Oil and gas exploration and production are high-risk activities and often take place at remote locations. Operators are required to manage the related risks and an important element is ensuring provision of appropriate medical emergency care. This paper covers: the extent and nature of offshore oil and gas exploration and production operations in a Multinational Oil and Gas Company in Malaysia; challenges faced in ensuring provision of emergency medical services during these activities; and how this is managed using the Company Medical Emergency Response (MER) standards.
Today there is a full range of oil and gas businesses in Malaysia from exploration to production, refining, distribution and retail. The oil and gas resources have become less accessible resulting in recent exploration and production sites being further away from shore and in more remote locations.
This Multinational Oil and Gas Company in Malaysia operates a number of offshore platforms off the coast of Sarawak. Some of the platforms have living quarters and always has an offshore medic on board. Due to their distance from shore, patient transfer becomes a challenge for these platforms and other such work locations. The main mode of transport to offshore work location is helicopter and boat with traveling time between shore and offshore locations between one to two hours.

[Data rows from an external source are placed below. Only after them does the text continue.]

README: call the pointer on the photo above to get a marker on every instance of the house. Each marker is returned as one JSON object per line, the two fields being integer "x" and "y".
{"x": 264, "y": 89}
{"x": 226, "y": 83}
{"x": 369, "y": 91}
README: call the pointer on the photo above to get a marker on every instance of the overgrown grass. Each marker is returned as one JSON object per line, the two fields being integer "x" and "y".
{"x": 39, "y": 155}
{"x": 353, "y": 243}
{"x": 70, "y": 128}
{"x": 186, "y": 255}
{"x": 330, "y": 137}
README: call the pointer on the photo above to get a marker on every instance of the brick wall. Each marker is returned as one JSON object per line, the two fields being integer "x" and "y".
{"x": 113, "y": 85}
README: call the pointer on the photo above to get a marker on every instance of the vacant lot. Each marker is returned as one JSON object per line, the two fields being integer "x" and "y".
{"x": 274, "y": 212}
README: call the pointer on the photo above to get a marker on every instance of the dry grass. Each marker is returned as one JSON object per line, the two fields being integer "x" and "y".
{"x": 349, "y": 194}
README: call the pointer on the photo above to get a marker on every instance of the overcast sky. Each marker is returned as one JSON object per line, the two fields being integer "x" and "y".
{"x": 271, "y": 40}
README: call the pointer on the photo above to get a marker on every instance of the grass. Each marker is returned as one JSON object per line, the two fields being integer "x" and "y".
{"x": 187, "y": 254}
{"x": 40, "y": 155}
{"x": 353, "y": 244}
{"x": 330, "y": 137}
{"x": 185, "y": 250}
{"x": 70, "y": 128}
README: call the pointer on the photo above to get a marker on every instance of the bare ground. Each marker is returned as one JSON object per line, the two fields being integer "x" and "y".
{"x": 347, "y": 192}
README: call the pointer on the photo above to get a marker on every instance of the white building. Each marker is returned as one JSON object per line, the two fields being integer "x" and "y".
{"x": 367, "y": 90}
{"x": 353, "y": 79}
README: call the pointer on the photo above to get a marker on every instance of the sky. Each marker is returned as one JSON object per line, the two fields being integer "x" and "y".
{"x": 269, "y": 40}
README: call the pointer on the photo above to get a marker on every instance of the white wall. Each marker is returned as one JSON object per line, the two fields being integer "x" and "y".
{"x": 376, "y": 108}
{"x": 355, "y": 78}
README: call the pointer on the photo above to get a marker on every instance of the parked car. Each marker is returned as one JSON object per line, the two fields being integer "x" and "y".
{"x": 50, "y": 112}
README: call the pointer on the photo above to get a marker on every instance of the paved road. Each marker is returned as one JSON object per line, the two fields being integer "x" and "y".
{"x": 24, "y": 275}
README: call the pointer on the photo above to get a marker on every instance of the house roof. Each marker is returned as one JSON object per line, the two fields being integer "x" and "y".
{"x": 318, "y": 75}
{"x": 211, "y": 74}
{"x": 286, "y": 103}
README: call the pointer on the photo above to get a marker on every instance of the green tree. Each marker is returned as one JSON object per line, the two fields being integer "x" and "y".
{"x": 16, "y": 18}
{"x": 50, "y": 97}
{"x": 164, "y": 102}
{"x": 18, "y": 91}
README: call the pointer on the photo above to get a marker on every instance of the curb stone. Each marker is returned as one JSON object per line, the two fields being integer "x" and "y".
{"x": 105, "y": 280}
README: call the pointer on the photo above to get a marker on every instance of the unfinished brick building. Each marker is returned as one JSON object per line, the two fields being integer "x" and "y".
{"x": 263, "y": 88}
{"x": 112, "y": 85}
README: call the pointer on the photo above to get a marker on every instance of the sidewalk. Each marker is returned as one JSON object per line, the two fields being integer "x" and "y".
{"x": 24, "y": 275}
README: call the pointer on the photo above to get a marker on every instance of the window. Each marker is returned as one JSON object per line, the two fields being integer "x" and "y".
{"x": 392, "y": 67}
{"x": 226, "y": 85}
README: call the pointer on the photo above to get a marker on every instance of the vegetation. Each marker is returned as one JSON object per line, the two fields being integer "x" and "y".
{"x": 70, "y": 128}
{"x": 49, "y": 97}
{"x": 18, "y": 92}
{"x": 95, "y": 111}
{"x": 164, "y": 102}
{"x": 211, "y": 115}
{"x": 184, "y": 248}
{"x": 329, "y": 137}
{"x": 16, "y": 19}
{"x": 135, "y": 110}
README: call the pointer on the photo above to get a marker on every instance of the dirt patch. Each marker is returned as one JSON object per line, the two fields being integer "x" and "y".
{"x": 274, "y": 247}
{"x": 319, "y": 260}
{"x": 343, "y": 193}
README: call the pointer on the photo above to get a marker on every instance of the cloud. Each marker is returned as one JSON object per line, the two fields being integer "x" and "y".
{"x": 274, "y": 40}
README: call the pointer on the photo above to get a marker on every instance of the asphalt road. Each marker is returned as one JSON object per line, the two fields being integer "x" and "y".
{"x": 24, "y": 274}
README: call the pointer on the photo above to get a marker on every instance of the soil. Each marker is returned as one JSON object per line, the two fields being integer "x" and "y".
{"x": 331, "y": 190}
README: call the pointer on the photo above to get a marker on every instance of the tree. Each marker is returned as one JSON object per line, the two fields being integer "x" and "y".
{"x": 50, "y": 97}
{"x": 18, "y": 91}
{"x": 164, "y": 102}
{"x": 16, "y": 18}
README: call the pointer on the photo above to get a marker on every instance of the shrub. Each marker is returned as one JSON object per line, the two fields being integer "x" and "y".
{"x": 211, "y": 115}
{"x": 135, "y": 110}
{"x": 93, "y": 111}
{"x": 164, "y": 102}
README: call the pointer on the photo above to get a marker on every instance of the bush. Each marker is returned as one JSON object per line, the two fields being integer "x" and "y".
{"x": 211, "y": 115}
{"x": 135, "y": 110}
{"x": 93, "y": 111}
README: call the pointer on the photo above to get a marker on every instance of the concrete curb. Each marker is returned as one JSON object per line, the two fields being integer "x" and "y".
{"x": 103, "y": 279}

The challenges of medical emergency provision offshore include ensuring: adequate number of competent medically trained personnel; availability of correct equipment in good condition; and effective plans to manage such medical emergencies. The company MER standards provide guidance on how to meet these challenges.
The aim of the company MER standards is to minimize the potential health consequences of workplace injury or acute illness. The standard provides assurance and helps ensure a standardised, simplified and streamlined approach towards MER within the company. Key elements in the company MER standard are: tiered response; resource requirements; training; equipment; drills; and exceptions for example non-routine activities and sites where tier times cannot be met.
Tiered response defines the required level of medical care and timeline. A tier 0 response, by a first responder is required immediately, a tier 1 response by a first aider within 4 minutes, a tier 2 response by a medical professional within 1 hour, a tier 3 response at a hospital within 4 hours and a tier 4 response at a tertiary care centre, depending on type of case. Exceptions are considered in non-routine activities and for sites where tier times cannot be met. Non-Routine Activities are defined as infrequent operations with high likelihood of an injury.